In absolute terms, if you had made a lumpsum investment of Rs 1 lakh in Sensex on Jan 1, 2010, you would have collected Rs 2.33 lakh by now (Jan 2010 - December 2019), a return of 133 per cent on the initial investment.
MidCaps and smallcaps disappoint
The BSE Midcap and the BSE smallcap indices have delivered negative returns in four out of last 10 years. The indices have been losing momentum for the last two years. Corporate governance issues, market regulator Sebi's mutual fund recategorisation mandate and the ongoing slowdown in the economy weighed on sentiments surrounding the midcap and smallcap stocks.
The BSE Midcap lost 13.6 per cent and the BSE Smallcap a whopping 23.7 per cent in 2018. In 2019, the indices have witnessed an erosion of 4 per cent until December 20. In 2011, the Midcap and Smallcap indices recorded its worst performance in a decade by losing 34.8 per cent and 43.6 per cent, respectively.
Meanwhile, 2012, 2014 and 2017 have been particularly good for the midcaps and smallcaps (SEE TABLE).
Brace for volatility if you invest in smallcap and midcap companies. If you had invested Rs 1 lakh in a mutual fund that follows BSE Smallcap as an underlying, it would have become Rs 74,987 by the end of 2013. But four years of consecutive gains from the start of 2014 to the end of 2017, would have spiked the returns to Rs 2,13,319.

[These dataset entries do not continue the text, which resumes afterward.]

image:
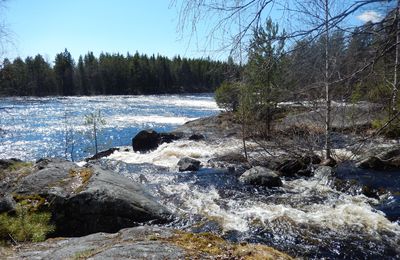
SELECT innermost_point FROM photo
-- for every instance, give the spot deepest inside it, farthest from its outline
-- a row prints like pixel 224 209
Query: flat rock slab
pixel 84 200
pixel 143 242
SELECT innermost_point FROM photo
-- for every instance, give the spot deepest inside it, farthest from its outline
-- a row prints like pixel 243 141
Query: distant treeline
pixel 109 74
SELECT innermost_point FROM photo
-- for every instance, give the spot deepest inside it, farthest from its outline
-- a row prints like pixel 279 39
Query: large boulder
pixel 102 154
pixel 300 166
pixel 188 164
pixel 261 176
pixel 85 200
pixel 169 137
pixel 144 242
pixel 386 160
pixel 145 141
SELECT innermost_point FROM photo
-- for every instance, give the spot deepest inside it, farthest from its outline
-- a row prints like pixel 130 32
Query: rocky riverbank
pixel 285 195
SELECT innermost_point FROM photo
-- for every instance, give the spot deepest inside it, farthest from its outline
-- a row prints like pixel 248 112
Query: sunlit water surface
pixel 32 128
pixel 305 217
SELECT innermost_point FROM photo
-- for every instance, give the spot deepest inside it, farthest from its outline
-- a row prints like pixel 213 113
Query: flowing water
pixel 305 217
pixel 32 128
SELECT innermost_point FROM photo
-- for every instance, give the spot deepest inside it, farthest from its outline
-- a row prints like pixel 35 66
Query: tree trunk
pixel 326 83
pixel 396 63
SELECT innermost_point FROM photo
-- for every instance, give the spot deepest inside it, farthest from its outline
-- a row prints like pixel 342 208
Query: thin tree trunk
pixel 396 64
pixel 95 136
pixel 327 91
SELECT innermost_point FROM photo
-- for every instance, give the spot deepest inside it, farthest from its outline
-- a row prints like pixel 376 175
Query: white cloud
pixel 370 16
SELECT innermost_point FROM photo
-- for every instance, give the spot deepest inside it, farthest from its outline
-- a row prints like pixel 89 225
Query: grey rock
pixel 132 243
pixel 85 200
pixel 188 164
pixel 145 140
pixel 261 176
pixel 7 203
pixel 386 160
pixel 196 137
pixel 108 203
pixel 102 154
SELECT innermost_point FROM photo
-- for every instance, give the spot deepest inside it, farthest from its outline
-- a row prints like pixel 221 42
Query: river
pixel 306 217
pixel 32 128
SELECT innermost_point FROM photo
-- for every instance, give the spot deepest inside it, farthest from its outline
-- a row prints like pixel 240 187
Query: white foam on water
pixel 168 154
pixel 131 119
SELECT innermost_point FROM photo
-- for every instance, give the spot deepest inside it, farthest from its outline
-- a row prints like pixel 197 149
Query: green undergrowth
pixel 25 225
pixel 16 166
pixel 389 130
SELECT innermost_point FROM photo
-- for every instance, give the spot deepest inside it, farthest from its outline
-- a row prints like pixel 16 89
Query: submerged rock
pixel 169 137
pixel 387 160
pixel 300 166
pixel 102 154
pixel 145 140
pixel 196 137
pixel 261 176
pixel 188 164
pixel 85 200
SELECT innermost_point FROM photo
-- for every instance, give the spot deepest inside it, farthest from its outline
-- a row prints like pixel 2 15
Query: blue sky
pixel 48 27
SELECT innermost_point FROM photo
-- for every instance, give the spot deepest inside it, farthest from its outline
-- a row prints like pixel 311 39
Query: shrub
pixel 227 96
pixel 25 225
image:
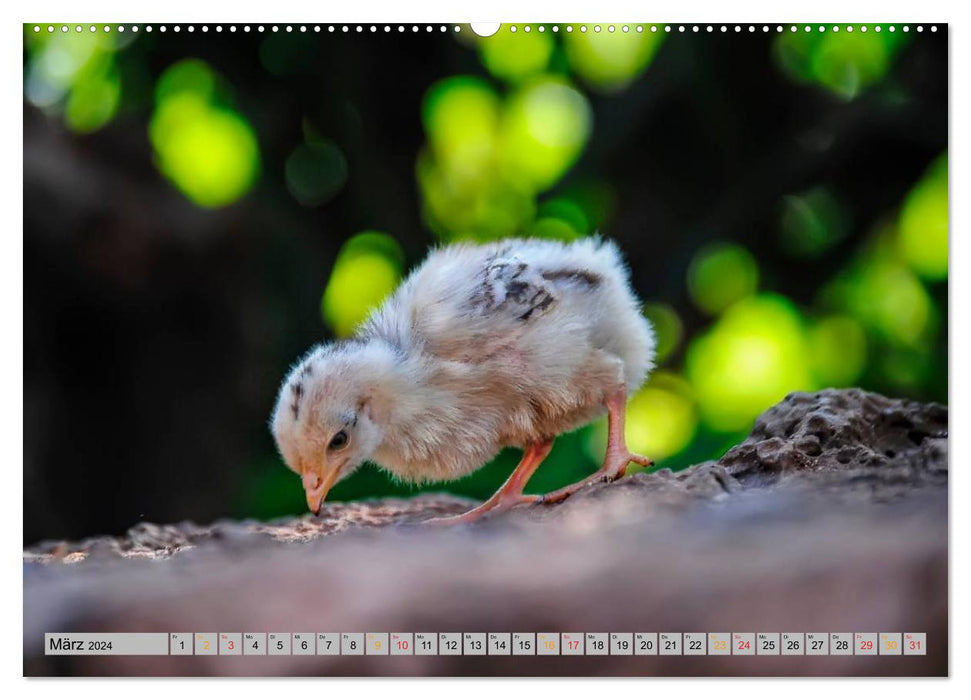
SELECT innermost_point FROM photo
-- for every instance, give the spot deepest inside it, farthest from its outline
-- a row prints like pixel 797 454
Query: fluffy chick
pixel 482 347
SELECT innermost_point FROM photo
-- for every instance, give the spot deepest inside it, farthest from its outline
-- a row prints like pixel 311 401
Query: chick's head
pixel 324 422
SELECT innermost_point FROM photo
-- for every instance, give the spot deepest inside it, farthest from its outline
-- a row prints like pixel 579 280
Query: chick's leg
pixel 617 457
pixel 511 492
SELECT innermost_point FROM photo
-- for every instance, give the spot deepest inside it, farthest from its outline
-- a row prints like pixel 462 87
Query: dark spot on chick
pixel 295 406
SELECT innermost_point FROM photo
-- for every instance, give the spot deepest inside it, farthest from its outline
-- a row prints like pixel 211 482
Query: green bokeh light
pixel 207 150
pixel 514 57
pixel 610 61
pixel 720 275
pixel 844 62
pixel 922 229
pixel 837 350
pixel 482 209
pixel 751 358
pixel 367 269
pixel 461 118
pixel 886 296
pixel 811 223
pixel 74 74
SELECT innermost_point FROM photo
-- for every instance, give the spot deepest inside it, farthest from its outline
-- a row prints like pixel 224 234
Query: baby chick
pixel 483 347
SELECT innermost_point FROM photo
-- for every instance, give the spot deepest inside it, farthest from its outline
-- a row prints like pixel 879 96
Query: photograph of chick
pixel 482 347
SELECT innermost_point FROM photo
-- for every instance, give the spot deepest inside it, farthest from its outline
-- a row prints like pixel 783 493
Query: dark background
pixel 157 331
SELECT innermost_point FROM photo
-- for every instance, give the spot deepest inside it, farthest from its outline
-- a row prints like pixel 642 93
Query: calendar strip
pixel 488 644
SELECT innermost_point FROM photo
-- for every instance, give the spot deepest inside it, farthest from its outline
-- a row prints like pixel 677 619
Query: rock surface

In absolute money terms, Rs 1 lakh invested in both BSE Midcap index and SmallCap index on 1 Jan 2010, would have reaped Rs 2,09,319 and Rs 1,47,951 at the end of the decade (Jan 2010 - December 2019). A return of 109 per cent and 48 per cent respectively on the initial investment.
Asset allocation in the ongoing market scenario
Chokkalingam says volatility in the smallcap and midcap segments will stay over the next decade as well. "The segment is vast with 75 per cent listed stocks belonging to this category. Issues of governance, retail inventors' ignorance in stock selection and disadvantage of being smaller in size in managing stressful economic conditions will make this segment highly volatile and cyclical over the next decade. However, once again a few stocks from this segment will emerge as Sensex / Nifty stocks within next 10 years."
If an investor doesn't want direct equity exposure, he or she can start an SIP in midcap and smallcap mutual funds. However, only 30-40 per cent of the portfolio should be in equities (direct or indirect), rest to be divided among fixed income securities and gold and real estate. "Investors with average risk profile should keep minimum 30-40 per cent in safe fixed income securities such as bank deposits and bonds, 30-40 per cent in equities, and rest in gold and real estate. It would be better to avoid fresh exposure to real estate and rather add gold at this juncture," advises Chokkalingam.